Normally not a fan of the author, but "Into Thin Air" was an outstanding book. Gives great details on the problems in climbing at that height and the heroism of people who sacrificed themselves to try and save others.

Original Mike said...

"But it requires that someone cares to do it."

Why are you sitting on your ass? Get to it, man.

mikeski said...

am guessing that burning the dead would be most practical, but I have not made a study of it.

Not those people, and not up there. It takes a lot of heat to take care of a person, unless just you just want a bit of surface char.

During plagues in Europe, the folks burning the bodies knew that you had to space the female bodies throughout the pyre so there would be enough fat to burn things thoroughly. The bodies up on Everest are all pretty lean, regardless of sex, or they wouldn't have gotten there.

You have not enough O2 for a good fire, not enough fuel for a good fire, not enough heat for a good fire, and not enough flammable fatty bodies to keep a funeral pyre going.

I suppose you could dynamite a hole to throw them into...

mikee said...

Brian, your comparison of climbers on Everest, sailors at sea, and soldiers in a fight is not legitimate. Sailors and soldiers are performing a job or mission, and their location is most often not of their own choosing. Rescue of others both in their own group or not is performed partly out of altruism, but also in pure self-interest, in the belief that others will come to your aid if/when you need help.

Everest climbers are volunteers as to location and mission and their ability to help each other is minimal due to the harsh conditions.

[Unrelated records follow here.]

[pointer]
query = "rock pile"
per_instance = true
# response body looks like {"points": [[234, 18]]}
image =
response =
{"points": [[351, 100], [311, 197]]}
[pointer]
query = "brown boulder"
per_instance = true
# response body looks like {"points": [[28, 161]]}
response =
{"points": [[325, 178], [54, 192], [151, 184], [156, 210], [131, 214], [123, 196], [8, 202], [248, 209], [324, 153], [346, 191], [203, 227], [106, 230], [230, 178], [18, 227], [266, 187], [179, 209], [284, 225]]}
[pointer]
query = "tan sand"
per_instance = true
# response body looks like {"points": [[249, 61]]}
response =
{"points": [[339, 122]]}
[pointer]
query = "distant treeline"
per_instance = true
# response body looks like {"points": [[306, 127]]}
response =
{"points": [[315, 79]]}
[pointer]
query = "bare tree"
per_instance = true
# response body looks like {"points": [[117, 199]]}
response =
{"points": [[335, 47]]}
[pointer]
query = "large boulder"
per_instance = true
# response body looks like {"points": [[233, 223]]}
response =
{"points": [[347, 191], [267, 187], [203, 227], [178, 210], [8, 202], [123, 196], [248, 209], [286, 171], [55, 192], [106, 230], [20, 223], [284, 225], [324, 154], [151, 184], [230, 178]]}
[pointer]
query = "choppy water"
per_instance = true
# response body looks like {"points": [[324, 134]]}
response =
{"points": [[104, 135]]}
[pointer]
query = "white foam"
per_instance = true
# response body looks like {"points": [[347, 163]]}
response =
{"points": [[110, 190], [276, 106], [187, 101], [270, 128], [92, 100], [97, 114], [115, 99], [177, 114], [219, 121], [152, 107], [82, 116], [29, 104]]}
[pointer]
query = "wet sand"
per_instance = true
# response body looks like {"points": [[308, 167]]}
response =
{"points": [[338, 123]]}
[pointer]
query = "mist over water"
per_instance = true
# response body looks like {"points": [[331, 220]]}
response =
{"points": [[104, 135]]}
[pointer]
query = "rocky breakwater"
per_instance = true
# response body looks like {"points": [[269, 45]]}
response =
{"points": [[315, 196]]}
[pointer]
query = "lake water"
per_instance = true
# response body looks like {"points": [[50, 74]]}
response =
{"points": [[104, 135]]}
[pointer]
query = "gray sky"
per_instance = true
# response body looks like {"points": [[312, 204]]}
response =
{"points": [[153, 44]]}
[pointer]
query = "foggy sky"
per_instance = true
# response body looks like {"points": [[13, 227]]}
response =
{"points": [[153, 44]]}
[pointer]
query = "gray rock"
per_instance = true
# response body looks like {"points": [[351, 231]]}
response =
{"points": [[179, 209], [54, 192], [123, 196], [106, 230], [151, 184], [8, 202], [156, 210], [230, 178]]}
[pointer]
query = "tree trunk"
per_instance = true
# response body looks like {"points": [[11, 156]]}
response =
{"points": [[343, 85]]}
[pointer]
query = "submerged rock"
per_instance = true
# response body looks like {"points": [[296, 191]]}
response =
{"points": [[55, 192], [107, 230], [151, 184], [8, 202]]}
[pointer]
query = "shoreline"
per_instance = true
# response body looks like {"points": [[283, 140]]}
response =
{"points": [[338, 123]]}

Once a person on Everest is dead their corpse is less important than their ropes, oxygen bottles and other supplies in keeping any other climbers alive.

At a medical conference in February this year I listened as a survivor of the 2015 earthquake in Nepal showed that it took about 12 to 24 people to transport one injured Everest climber - starting at lower altitude, at the base camps - to safe areas for helicopter evacuation. It is not just impractical for one or two or six climbers to carry a corpse off the upper slopes of Everest, it is a physical impossibility.